Whenever we get undefined or indeterminate expressions in the real world, do we just take the limit, if it exists? In the real world, that is, in engineering, computer science, or whatever, whenever we get undefined or indeterminate expressions, do we just take the limit, if it exists? Does this work in the real world?
Example:
$$\frac{x^2-1}{x-1}$$
The above is undefined when $x=1$, but it does have a limiting value when $x\to1$, which is $2$. So, in the real world, do we regularly use the limiting values whenever we get undefined forms like these?
 A: Physics uses mathematics to model the real world. Those models may behave very well in some ranges, and they may do unusual things in other ranges. Sometimes, it's fine to consider how those models behave in the limit approaching various singularities and that provides insight into what's happening in the real world, and sometimes it's necessary to find a different model that behaves better in that limit, and possibly look for ways to reconcile the difference between the two models.
A: Just a references and a summary to think about:

*

*Is any real-valued function in physics somehow continuous?

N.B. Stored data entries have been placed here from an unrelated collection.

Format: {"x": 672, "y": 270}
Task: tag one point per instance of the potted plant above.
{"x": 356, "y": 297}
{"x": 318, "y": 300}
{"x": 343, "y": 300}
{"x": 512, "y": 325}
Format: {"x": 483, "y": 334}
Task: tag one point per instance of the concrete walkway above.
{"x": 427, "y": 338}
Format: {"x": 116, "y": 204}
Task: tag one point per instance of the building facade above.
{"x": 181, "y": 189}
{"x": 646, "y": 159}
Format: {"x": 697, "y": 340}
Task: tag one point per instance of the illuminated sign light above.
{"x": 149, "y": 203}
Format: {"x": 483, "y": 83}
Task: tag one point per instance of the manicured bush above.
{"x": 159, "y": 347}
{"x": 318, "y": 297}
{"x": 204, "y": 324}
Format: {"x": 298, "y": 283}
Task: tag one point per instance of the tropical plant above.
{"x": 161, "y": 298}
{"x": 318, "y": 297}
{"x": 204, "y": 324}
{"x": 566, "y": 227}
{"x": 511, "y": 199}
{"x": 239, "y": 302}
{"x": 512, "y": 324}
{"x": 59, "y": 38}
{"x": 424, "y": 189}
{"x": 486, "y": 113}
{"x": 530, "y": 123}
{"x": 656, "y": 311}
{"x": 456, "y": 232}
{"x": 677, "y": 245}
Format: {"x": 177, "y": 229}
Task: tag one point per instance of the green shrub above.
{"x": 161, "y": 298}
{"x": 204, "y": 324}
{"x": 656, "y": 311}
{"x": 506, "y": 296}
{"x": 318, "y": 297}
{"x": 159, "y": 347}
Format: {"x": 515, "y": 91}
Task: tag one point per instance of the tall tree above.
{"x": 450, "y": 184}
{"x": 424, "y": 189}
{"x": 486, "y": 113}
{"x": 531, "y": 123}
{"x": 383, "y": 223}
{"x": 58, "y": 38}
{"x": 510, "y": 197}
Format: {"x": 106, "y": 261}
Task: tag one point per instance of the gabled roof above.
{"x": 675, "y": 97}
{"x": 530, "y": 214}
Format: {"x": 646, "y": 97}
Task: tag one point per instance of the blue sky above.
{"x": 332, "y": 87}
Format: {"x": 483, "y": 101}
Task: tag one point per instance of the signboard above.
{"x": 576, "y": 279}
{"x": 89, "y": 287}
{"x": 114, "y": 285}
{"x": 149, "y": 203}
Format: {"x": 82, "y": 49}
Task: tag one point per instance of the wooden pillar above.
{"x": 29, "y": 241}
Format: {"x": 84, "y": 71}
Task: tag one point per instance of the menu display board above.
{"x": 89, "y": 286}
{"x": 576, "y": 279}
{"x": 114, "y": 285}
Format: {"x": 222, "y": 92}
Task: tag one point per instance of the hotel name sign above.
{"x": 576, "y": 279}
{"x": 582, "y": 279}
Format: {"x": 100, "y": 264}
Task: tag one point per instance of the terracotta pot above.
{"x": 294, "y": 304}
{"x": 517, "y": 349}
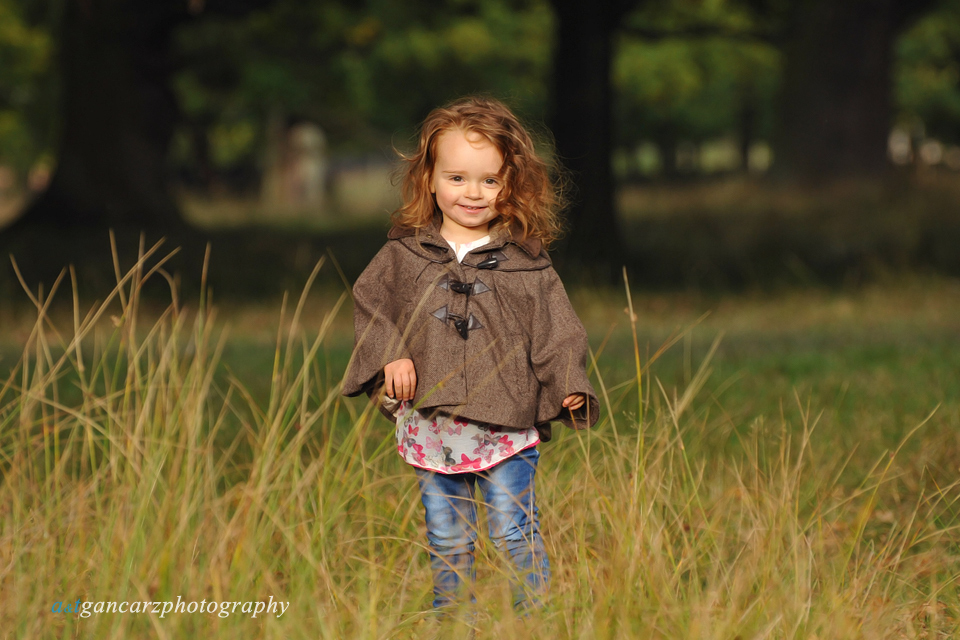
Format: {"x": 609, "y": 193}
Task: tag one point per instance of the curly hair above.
{"x": 530, "y": 202}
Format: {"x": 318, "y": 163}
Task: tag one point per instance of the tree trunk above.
{"x": 836, "y": 97}
{"x": 582, "y": 125}
{"x": 118, "y": 116}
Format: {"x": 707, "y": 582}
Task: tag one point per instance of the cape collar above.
{"x": 430, "y": 234}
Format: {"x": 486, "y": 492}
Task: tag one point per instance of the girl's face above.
{"x": 466, "y": 183}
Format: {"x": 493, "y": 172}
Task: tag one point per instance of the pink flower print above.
{"x": 506, "y": 445}
{"x": 484, "y": 446}
{"x": 467, "y": 463}
{"x": 418, "y": 452}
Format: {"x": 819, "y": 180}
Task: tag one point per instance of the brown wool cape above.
{"x": 493, "y": 339}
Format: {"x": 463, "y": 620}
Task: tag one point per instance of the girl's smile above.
{"x": 466, "y": 182}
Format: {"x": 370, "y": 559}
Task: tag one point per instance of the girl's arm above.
{"x": 400, "y": 379}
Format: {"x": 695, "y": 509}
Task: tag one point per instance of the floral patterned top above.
{"x": 450, "y": 445}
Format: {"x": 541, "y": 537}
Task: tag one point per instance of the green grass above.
{"x": 790, "y": 473}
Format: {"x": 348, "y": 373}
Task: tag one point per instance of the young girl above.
{"x": 466, "y": 336}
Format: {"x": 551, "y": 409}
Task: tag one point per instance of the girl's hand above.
{"x": 400, "y": 379}
{"x": 574, "y": 401}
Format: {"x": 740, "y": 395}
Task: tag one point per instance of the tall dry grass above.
{"x": 135, "y": 468}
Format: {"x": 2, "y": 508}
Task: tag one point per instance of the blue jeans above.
{"x": 510, "y": 503}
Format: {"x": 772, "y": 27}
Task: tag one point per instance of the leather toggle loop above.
{"x": 465, "y": 288}
{"x": 463, "y": 325}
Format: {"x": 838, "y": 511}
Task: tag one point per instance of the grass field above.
{"x": 767, "y": 466}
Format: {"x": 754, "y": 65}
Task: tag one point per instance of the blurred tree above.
{"x": 836, "y": 102}
{"x": 928, "y": 75}
{"x": 675, "y": 89}
{"x": 26, "y": 49}
{"x": 361, "y": 72}
{"x": 117, "y": 114}
{"x": 582, "y": 122}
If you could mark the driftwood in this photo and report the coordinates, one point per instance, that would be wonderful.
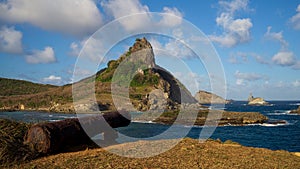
(50, 137)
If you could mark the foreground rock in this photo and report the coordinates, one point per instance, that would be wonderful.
(204, 97)
(189, 153)
(53, 137)
(296, 111)
(256, 101)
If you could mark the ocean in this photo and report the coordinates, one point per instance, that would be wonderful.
(271, 136)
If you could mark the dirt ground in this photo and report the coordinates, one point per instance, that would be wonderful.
(189, 153)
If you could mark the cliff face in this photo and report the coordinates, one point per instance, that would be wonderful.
(204, 97)
(151, 86)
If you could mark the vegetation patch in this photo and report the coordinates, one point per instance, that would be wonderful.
(12, 149)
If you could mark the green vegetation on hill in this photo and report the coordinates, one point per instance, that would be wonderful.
(9, 87)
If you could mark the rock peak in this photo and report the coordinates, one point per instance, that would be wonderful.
(140, 44)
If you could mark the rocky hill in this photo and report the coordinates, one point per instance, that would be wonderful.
(149, 82)
(205, 97)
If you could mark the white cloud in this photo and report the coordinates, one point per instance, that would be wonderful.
(295, 20)
(121, 8)
(277, 36)
(234, 58)
(10, 40)
(296, 83)
(170, 21)
(91, 49)
(235, 31)
(284, 58)
(67, 16)
(233, 6)
(42, 56)
(172, 48)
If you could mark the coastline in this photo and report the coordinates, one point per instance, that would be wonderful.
(168, 118)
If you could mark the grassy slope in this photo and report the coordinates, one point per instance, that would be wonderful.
(188, 153)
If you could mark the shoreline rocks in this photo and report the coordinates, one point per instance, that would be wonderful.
(204, 97)
(296, 111)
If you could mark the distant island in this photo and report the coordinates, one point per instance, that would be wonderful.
(257, 101)
(152, 89)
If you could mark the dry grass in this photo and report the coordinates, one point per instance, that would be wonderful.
(188, 153)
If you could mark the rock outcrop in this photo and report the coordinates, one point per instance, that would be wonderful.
(204, 97)
(296, 111)
(256, 101)
(152, 87)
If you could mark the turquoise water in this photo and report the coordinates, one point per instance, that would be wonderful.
(275, 137)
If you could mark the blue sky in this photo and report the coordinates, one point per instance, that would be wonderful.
(257, 41)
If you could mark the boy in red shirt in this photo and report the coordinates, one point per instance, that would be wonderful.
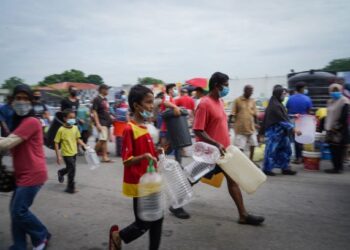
(138, 149)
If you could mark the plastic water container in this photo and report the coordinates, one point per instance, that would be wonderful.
(154, 132)
(311, 160)
(197, 170)
(179, 190)
(204, 152)
(150, 202)
(177, 126)
(306, 124)
(241, 169)
(91, 158)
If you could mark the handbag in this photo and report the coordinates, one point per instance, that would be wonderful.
(7, 180)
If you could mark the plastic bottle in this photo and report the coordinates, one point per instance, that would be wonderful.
(91, 158)
(241, 169)
(196, 170)
(178, 187)
(204, 152)
(150, 202)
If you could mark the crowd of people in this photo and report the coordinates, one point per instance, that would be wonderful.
(24, 119)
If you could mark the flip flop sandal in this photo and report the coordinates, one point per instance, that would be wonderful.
(114, 242)
(108, 161)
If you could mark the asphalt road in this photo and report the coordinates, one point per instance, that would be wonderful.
(308, 211)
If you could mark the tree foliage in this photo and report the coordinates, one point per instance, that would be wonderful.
(338, 65)
(95, 79)
(12, 82)
(149, 81)
(72, 75)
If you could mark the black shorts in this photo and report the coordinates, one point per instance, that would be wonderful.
(215, 171)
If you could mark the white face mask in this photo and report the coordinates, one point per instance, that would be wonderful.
(22, 108)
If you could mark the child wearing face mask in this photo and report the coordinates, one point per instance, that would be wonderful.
(68, 136)
(137, 150)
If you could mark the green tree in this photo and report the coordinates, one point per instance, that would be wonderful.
(95, 79)
(342, 64)
(12, 82)
(72, 75)
(149, 81)
(55, 78)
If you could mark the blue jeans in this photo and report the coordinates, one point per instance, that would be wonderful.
(23, 221)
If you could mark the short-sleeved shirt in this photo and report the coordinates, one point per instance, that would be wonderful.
(136, 141)
(28, 157)
(68, 138)
(101, 106)
(210, 117)
(39, 109)
(185, 101)
(244, 110)
(299, 104)
(66, 103)
(166, 98)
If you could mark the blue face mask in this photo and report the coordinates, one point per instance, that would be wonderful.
(71, 122)
(224, 91)
(146, 114)
(175, 93)
(336, 95)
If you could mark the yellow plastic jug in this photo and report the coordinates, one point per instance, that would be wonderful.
(241, 169)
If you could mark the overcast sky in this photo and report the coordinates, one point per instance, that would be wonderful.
(171, 40)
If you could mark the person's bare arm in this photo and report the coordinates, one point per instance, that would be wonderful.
(10, 142)
(206, 138)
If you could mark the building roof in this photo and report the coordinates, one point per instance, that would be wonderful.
(66, 85)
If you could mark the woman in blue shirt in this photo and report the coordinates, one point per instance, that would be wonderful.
(278, 132)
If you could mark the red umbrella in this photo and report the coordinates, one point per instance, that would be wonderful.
(198, 82)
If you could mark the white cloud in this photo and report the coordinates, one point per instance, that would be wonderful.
(172, 40)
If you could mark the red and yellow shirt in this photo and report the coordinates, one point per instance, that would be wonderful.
(136, 141)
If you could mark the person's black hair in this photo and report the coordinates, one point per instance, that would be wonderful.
(299, 86)
(136, 95)
(217, 78)
(66, 112)
(160, 95)
(277, 86)
(22, 88)
(169, 86)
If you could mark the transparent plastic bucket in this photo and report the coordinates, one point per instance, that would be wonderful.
(178, 188)
(306, 124)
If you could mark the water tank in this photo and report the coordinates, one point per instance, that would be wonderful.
(317, 82)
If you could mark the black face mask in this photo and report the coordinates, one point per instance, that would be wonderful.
(73, 93)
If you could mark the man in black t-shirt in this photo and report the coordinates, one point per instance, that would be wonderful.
(103, 121)
(72, 101)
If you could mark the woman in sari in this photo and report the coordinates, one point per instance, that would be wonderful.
(336, 126)
(278, 131)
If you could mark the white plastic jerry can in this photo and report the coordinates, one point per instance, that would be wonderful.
(241, 169)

Instead of the OP's $(x^2-1)/(x-1)$ another function is considered, namely the Sinc function,
which has important physical applications in for example spectrography and signal processing:
$$
\operatorname{sinc}(x) = \begin{cases} \sin(x)/x & \text{for } x \ne 0 \\
1 & \text{for } x =0 \end{cases}
$$
It is argued in the reference that nobody in physics would ever think of a definition with a discontinuity at $x=0$ such as:
$$
\operatorname{suck}(x) = \begin{cases} \sin(x)/x & \text{for } x \ne 0 \\
0 & \text{for } x =0 \end{cases}
$$
The basic reason is that, from a physics viewpoint, continuity is very similar to equality.
In order to appreciate this, you might have to notice an equivalence between the $(\epsilon,\delta)$ formalism in analysis and the processing of errors in physics.
The continuum in physics is always error prone. There is no other equality there than approximately equal. That's why we have the following sequence of abstractions:
$$
|x-a| \lt \delta \quad \Longrightarrow \quad |f(x)-f(a)| \lt \epsilon \\
x \approx a \quad \Longrightarrow \quad f(x) \approx f(a) \\
x=a \quad \Longrightarrow \quad f(x)=f(a)
$$
With other words: functions defined on a continuum in the real world can be only functions if they are themselves continuous as well.
All this in a nutshell. More details are in the reference as mentioned. Alas, there is much more to tell that doesn't fit into the margins of MSE :-(
As far as the OP's function is concerned, indeed: $(x^2-1)/(x-1)=x+1$ is always true in the real world. No black holes are going to change that fact.